Gender mainstreaming in sweetpotato breeding and dissemination in Ghana and Malawi

Gender responsiveness in breeding programs to meet client and end user preferences for crops is essential. This case study analyzes the implementation experience of gender-responsive breeding and variety dissemination in Malawi and Ghana, focusing on good practices and challenges encountered. In Malawi, a training-of-trainers approach was employed to share knowledge among trained farmers. In Ghana, a research study was conducted to identify gender-based preferences for sweetpotato to define breeding objectives. The participation of social scientists, food scientists, and sweetpotato breeders in the GREAT (Gender Researchers Equipped for Agricultural Transformation) team provided a multidisciplinary perspective, addressing questions and responses in the field. Research efforts were strengthened by focusing on food quality through the establishment of an analytical laboratory for rapid evaluation of nutrition and food quality, including sugars.
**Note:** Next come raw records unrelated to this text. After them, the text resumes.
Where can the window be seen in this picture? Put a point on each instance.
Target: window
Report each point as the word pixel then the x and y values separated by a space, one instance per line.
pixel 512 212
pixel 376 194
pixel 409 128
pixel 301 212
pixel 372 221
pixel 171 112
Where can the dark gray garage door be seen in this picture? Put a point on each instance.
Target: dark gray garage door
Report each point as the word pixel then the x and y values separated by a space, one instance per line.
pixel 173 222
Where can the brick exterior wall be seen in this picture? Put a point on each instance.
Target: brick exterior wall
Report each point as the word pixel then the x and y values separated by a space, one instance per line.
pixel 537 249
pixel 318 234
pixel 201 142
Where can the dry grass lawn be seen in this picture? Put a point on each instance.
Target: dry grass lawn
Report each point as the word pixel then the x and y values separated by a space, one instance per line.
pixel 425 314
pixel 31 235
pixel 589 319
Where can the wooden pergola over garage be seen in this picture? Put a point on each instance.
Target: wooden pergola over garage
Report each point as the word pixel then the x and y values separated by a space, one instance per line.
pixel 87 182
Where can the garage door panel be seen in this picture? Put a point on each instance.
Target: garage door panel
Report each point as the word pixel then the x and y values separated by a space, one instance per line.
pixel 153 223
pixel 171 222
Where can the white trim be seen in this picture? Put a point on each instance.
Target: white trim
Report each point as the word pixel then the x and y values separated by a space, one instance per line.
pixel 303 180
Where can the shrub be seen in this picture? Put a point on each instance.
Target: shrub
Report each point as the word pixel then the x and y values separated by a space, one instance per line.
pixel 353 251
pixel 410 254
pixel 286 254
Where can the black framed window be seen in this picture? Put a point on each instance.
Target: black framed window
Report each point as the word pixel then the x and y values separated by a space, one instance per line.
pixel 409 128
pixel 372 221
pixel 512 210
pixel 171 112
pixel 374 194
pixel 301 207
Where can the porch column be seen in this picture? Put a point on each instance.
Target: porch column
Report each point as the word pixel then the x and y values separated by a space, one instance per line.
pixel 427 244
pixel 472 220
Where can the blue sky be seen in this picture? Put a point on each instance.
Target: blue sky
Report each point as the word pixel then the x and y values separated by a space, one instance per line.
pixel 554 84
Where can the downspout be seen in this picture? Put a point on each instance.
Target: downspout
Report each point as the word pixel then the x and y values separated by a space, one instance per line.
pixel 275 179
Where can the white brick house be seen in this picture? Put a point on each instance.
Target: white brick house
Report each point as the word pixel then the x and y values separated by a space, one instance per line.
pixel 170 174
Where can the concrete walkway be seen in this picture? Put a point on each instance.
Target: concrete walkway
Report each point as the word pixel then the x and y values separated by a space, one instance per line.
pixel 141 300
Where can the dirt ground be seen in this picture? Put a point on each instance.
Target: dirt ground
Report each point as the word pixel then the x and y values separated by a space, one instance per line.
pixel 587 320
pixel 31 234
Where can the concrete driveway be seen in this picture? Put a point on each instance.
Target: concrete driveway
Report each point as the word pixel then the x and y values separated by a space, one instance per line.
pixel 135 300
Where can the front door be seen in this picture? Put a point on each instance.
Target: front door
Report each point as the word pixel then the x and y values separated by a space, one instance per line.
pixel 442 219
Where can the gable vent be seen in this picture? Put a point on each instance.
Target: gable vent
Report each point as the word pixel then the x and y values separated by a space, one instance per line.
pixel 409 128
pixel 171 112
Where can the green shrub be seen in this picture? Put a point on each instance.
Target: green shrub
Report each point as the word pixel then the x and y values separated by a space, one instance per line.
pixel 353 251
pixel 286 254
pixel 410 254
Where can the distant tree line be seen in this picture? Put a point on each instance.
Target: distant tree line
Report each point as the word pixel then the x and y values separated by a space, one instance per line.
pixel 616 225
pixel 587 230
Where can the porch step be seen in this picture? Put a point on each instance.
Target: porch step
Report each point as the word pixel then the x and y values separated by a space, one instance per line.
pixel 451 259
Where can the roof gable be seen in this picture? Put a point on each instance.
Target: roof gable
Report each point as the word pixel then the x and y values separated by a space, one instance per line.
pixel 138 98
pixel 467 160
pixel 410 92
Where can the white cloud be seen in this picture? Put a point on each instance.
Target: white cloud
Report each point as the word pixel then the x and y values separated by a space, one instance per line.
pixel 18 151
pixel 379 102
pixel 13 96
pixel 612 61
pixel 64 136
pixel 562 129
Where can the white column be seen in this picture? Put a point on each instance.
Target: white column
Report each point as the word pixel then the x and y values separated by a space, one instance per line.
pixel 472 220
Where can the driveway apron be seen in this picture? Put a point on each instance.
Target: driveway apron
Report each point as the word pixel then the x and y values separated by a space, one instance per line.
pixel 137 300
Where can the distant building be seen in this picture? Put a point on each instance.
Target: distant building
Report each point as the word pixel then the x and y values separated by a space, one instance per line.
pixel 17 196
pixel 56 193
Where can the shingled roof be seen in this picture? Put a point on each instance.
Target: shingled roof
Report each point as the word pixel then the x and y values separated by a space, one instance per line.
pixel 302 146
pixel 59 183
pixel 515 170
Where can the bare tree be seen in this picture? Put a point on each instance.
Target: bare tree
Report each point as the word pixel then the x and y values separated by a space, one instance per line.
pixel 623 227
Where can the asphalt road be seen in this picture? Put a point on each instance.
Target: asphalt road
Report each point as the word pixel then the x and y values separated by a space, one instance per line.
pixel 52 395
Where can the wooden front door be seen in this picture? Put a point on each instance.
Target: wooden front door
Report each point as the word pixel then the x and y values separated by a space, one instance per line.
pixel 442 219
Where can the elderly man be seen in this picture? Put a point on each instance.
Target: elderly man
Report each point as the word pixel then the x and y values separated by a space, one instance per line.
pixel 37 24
This helped develop sensory analytical capacity to better understand quality attributes and market segments, guiding breeding and improving market opportunities for women. Breeding outcomes resulting from gender inclusion led to the release of some sweetpotato varieties meeting end user and consumer preferences, as well as adoption of OFSP varieties by men and women. Other good practices for gender inclusion and responsiveness include providing funds for gender-based research and activities, engaging gender specialists and social scientists in trans-disciplinary teams, designing program activities with gender considerations, and incorporating traits in seed multiplication and dissemination decisions. Application of these gender inclusion practices resulted in adoption and development of acceptable sweetpotato varieties.

Citation: Utoblo, O.G.; Abidin, P.E.; Dery, E.K.; Bidzakin, J.K.; Mudege, N.N.; Dorgbetor, I.K.; Ebregt, M.; Carey, E.E. 2024. Gender mainstreaming in sweetpotato breeding and dissemination in Ghana and Malawi. Frontiers in Sociology. ISSN 2297-7775. 9.